Fairly often, after a few iterations, you end up just completely automating entire workflows and I've never had users get upset about this. It usually turns out those were boring, dull, and repetitive things they had to do and they hated spending hours of their days doing them anyways. Freeing them up from doing those things means they could move on to higher-value work that was far more interesting for them.
> one place where my mind works differently than the tools on the market is the task/notes distinction
I wonder if you actually discovered this when testing Notion, which doesn't have that distinction ;)
In my view your tools should come to you - for instance with CI, why should you have to go all-in porting your production build pipeline for a third-party platform and workflow when you have a build script that already works, and fast, and you really just need to change a couple of flags to build for production rather than dev? As the author says, you shouldn't change your workflow for the tool, the tool should help you with your workflow.
The reason Airtable, Notion, Monday, and others are so successful is because they do precisely the opposite of what the author is suggesting.

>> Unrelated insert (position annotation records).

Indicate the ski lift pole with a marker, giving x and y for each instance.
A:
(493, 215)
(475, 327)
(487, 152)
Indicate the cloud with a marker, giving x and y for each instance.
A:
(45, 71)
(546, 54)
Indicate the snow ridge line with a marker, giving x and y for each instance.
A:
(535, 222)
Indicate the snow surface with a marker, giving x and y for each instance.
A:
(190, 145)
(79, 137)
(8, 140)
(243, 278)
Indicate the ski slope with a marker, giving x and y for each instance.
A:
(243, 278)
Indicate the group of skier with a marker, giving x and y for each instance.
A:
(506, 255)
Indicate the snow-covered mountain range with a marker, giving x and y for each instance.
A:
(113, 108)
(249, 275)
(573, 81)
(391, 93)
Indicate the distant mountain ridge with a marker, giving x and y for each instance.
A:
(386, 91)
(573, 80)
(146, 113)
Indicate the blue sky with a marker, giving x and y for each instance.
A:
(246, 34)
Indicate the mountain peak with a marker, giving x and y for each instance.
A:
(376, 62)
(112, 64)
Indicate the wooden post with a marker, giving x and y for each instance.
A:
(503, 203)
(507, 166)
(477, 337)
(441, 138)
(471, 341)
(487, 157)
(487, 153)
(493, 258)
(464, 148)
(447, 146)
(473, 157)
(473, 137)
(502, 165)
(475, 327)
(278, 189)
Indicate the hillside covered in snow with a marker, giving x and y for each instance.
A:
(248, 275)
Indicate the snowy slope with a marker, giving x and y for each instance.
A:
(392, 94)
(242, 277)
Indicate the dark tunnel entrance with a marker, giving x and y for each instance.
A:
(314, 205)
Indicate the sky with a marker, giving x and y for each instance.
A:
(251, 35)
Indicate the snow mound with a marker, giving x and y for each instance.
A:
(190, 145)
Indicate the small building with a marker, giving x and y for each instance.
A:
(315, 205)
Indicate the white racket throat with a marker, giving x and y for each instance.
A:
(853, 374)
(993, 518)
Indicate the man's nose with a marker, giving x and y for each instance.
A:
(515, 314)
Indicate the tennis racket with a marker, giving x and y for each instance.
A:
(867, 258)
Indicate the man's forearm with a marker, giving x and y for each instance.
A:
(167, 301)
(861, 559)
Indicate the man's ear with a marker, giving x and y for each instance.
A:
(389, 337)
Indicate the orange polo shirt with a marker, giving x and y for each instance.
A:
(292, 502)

This is the same reason most workflow software starts out as a replacement to Excel and Spreadsheets, but people continue to resort to Excel and Spreadsheets.
First off, their tools are very beautiful from the screenshots, and if they work for them great! However I can only think of the time liability they are (they even wrote the language they are written in). I can only imagine how much time this person sinks into making them. If that’s what you love doing great! But for the vast majority of people that’s not reasonable. They are pretending that it’s a high productivity approach. It’s not.
Productivity = results / time
Spending a few dollars (equivalent to working for an hour lets say) and getting a high quality tool that would take you months to build yourself, is the high productivity solution. Many tools allow a high degree of customization and plugins, which allows people to really make it their own as well.